Description of problem: We recently identified a bug in the upstream kernel, also present in SLES10. Please include this patch in SLES10 SP1. http://marc.theaimsgroup.com/?l=linux-scsi&m=116474894126200&w=2 Our testing has encountered an error between sdev initialization/ scanning and the sdev block/unblock behavior. What we have seen is that new target detection will kick off a scan, and that an sdev will be in the creation process with the state SDEV_CREATED. At this point a link event occurs, which blocks the sdev, changes its state to SDEV_BLOCK, and stops its request queue. However, the creation thread is still executing, and decides to transition the sdev state to SDEV_RUNNING. Note that the request queue is still blocked. The sdev then gets unblocked, attempting to change the state to SDEV_RUNNING, which fails as it is already SDEV_RUNNING, which causes the unblock routine to bypass the call to blk_start_queue(). This patch modifies the creation path so that it only changes to SDEV_RUNNING if the state is SDEV_CREATED. This allows the block/unblock to work appropriately. It does have a side effect that unblock could early-transition the sdev to SDEV_RUNNING. Version-Release number of selected component (if applicable): RHEL5 Beta & RC kernels How reproducible: Cable Pull testing - pull immediately after first presentation to os.
Do you expect this to be accepted upstream soon? Despite this: > It does have a side effect that unblock could early-transition > the sdev to SDEV_RUNNING. ? What is the impact?

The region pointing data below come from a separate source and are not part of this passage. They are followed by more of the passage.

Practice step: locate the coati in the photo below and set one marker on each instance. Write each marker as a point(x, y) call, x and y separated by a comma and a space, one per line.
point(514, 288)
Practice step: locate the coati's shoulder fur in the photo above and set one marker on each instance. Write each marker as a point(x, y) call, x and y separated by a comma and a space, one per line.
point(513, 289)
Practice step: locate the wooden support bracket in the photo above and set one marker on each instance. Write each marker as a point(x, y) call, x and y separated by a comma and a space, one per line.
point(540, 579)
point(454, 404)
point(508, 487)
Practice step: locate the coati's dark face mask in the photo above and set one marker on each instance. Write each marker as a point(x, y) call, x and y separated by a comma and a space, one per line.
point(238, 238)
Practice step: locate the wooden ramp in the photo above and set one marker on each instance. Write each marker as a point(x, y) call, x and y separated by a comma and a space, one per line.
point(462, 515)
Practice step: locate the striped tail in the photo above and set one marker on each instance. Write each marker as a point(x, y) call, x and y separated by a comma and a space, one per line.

Yes. As to when, you know how this works - it's under James B's control. I'm pinging him to see why it hasn't been in rc-fixes yet. Impact should be nothing. I haven't validated via code review, but I would guess that : a) there should be no i/o for the device as we're still in scsi_scan, so a transition to RUNNING shouldn't matter; b) I only believe we're at risk if something is validating the state while not successfully completing scsi_scan. First, it is *very* rare we would not complete scsi_scan successfully. Second, it makes little sense, in scsi_scan, to validate sdev state. c) My only risk is that scsi_scan can be a long process. Could be there may be multiple scans outstanding, thus reuse/discovery of the sdev could be at risk. However, I feel I'm being very hypothetical to even think of this.
QE ack for RHEL5.
Posted Fri, 22 Dec 2006
Mike Christie pointed out some issues with this patch. It turns out that it is not needed in RHEL 5. This request is withdrawn.